Gerren looked over the tops of his spectacles. "You do not have the monopoly on knowing things, my good friend." He smiled and returned to his book. "I, too, have spies at Ivor Keep."

"Isn’t that nice?" Hern quipped and continued with his book.

* * *

They were riding for their lives.

A cloud of sun-streaked dust followed close behind them as they made their way into a copse of trees, ducking under low-hanging branches and around thick live oak trunks, winding through the forest and beyond to the slithering stream that flowed behind the old stone abbey at Rommitrich Point. Water splashed up as the flying hooves sped over the cobblestones in the riverbed and dug into the soft silt at the water’s edge as they crossed on into the old lands that was the abbey’s gardens.

Skirting the weed-grown formal gardens, they cut to a switchback trail and found the meandering stream again, urging their mounts into the water and deeper into a tributary leading off from the main stream. With their horses following the curves of the shallow rock-strewn riverbed, they managed to elude the angry mob of merchants who had caught them stealing goods from a street bizarre in Dulwitch.

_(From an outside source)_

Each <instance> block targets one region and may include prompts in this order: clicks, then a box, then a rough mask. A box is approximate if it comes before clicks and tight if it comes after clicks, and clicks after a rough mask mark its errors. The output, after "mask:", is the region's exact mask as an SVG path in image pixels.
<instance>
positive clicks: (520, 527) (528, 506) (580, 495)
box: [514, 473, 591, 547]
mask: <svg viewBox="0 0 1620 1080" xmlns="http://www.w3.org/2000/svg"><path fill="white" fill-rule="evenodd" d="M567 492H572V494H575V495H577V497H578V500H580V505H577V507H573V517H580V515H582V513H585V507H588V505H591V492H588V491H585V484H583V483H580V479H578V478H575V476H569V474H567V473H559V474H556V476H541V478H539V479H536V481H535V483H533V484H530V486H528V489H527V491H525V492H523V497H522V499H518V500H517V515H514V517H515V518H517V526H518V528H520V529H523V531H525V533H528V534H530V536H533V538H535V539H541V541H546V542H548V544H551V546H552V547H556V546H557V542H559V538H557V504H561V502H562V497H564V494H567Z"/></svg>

Laughing and teasing one another, the group of thieves stopped at the ruined abbey and dismounted, hiding their horses deep inside the tumbled-down nave of the caved-in sanctuary. Keeping their mounts quiet with a hand to the heaving nostrils of the steeds, they listened intently as their pursuers galloped past, close enough to hear the straining horses as they snorted. No one breathed easy until no sound came from the roadway.

"Damn! That was close!"

"Too close for my liking!"

"And mine!"

"No more wagers. We damned near got caught this time!"

They gathered together the spoils of their raid that had nearly cost one of them his left hand and went to sit by the still-intact fountain in the middle of the old nave. Cold, fresh water flowed from an artesian well and fed the fountain with sweet, clear, icy water.

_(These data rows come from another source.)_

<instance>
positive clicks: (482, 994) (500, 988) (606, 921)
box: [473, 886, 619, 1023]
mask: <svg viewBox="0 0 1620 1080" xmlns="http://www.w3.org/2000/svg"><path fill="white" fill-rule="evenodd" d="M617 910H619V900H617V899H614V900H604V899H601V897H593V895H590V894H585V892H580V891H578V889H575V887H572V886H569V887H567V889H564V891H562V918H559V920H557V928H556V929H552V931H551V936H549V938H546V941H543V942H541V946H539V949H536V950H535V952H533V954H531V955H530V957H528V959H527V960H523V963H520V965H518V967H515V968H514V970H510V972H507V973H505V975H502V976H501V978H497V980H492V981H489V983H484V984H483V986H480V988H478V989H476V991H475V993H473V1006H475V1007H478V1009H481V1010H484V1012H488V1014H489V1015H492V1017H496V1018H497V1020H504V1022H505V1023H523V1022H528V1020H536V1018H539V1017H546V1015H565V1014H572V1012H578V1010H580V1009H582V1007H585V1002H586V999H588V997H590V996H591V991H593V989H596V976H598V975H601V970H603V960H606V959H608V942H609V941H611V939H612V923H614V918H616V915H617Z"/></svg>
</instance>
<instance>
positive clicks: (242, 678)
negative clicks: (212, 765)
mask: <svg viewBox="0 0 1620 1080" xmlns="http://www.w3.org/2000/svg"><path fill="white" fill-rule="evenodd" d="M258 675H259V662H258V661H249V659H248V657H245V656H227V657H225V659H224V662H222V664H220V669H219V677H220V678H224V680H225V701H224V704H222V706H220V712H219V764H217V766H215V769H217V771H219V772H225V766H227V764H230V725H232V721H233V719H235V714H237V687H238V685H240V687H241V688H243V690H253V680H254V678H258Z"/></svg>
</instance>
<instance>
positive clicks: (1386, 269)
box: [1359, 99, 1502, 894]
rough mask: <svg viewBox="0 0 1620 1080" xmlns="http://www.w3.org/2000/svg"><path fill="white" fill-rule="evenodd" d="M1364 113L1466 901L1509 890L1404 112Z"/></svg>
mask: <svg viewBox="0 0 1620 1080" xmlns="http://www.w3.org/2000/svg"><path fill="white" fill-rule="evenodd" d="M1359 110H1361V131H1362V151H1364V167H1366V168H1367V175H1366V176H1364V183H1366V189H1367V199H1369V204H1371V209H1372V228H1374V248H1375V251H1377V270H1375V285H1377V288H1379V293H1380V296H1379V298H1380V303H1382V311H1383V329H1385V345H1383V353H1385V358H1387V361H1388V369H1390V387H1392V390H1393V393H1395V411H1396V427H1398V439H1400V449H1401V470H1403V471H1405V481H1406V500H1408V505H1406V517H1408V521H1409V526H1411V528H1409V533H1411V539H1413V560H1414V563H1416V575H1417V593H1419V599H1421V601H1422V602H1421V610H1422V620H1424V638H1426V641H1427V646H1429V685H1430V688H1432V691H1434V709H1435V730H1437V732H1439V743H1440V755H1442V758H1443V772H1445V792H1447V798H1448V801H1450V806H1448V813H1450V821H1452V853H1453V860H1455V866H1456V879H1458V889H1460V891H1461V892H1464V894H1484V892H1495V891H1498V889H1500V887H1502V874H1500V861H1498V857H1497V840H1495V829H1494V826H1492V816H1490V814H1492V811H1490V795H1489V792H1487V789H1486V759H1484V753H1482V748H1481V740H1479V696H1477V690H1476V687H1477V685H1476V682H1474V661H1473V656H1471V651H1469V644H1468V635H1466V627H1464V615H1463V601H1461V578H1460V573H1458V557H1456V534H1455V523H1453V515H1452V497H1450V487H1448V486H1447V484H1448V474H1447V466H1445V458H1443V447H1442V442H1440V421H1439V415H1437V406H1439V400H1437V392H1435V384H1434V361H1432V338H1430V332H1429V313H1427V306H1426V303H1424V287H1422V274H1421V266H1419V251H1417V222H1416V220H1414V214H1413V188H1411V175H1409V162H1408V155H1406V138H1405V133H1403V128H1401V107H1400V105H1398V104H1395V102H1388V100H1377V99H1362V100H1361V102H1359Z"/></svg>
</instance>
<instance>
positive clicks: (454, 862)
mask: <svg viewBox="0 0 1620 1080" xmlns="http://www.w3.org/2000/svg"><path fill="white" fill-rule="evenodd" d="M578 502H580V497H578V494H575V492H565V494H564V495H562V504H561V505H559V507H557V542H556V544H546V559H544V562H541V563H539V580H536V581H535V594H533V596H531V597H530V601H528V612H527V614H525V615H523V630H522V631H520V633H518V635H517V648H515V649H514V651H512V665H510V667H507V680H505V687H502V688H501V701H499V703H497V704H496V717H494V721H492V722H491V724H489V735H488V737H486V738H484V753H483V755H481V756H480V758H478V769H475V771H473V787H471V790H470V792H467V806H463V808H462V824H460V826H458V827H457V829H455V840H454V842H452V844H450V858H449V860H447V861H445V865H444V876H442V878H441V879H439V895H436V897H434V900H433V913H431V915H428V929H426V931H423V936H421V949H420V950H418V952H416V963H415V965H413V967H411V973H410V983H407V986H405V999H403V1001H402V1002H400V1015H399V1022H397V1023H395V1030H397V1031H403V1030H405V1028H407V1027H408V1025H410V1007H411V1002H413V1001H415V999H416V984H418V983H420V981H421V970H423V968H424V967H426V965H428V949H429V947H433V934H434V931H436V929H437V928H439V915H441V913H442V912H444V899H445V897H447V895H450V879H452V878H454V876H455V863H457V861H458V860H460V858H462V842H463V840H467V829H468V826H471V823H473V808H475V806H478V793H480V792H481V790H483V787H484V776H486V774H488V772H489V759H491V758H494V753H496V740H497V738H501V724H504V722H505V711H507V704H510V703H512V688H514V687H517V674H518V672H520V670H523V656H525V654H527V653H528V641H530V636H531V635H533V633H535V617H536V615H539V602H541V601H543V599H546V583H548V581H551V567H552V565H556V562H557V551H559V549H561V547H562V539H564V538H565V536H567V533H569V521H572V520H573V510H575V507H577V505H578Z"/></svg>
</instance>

"Where’s the wine, du Mer?" Conar dug into his saddlebag for the great hoop of cheese he had pilfered, holding it up to Liza.

"Well done, Milord!" She laughed.

"Have no fear, my sweet Prince." Teal smiled as he pulled five bottles of red wine from his own saddlebag. "Not a one broken, thank you just the same." He turned to look at Rayle, who was contemplating his left hand. "By the gods, Loure, that baker near lopped off your widget when you grabbed for that last loaf! I thought you were going to be nicknamed lefty for sure!" He bit the cork from a bottle and passed it to Rayle.

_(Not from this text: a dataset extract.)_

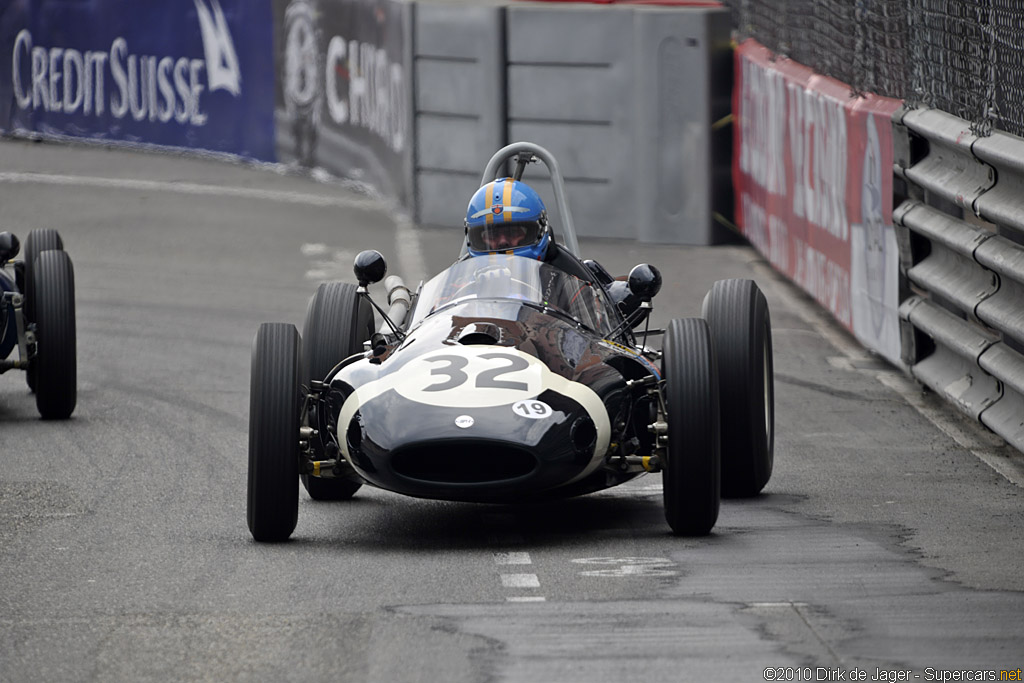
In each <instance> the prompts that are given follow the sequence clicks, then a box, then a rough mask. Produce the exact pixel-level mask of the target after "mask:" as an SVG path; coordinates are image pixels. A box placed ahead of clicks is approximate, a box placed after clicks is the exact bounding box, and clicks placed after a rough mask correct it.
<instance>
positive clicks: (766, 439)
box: [703, 280, 775, 498]
mask: <svg viewBox="0 0 1024 683" xmlns="http://www.w3.org/2000/svg"><path fill="white" fill-rule="evenodd" d="M703 317H705V319H707V321H708V325H709V327H710V328H711V331H712V336H713V337H714V339H715V351H716V353H717V354H718V361H719V387H720V395H721V401H722V495H723V496H726V497H729V498H742V497H750V496H757V495H758V494H759V493H761V489H762V488H764V487H765V484H767V483H768V479H770V478H771V470H772V464H773V462H774V440H775V438H774V437H775V391H774V386H773V381H772V377H773V367H772V345H771V319H770V316H769V314H768V302H767V301H766V300H765V296H764V294H762V293H761V290H760V289H758V286H757V284H755V283H754V281H753V280H722V281H719V282H717V283H715V285H714V286H713V287H712V288H711V291H710V292H709V293H708V296H707V297H705V301H703Z"/></svg>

Rayle looked away from the ugly bruise on his wrist that was turning a most interesting shade of purple. "I thought so, too, du Mer. Luckily he hit me with the handle and not the blade of that slicer!" He took the bottle from Teal and passed it on to Legion. "Hurts like the very devil, it does."

"You should have been quicker, Loure!" Legion laughed. He held up a whole baked ham still dripping with juice. "Ain’t she a beauty? Near to ten pounds, I would imagine!" He took the bottle and handed it to Conar.

"That’s two pounds a piece for us, then." Liza laughed, taking the bottle of wine from Conar. "Thank you, Milord."

"And where is your loot, Mam’selle?" Conar asked before he took a second bottle from Legion and pulled a mighty swig of the red brew, then wiped his lips on the back of his hand.

A secret smile spread over her features. Liza reached inside the voluminous folds of her cape. Soon apples, pears, pomegranates, oranges, apricots, bananas, figs, peaches, grapes, persimmons, tangerines, and even a small honeydew melon were stacked on the ground with the other booty. She beamed with pride as the men whistled. "I think I did well enough." She smirked at Legion’s wink.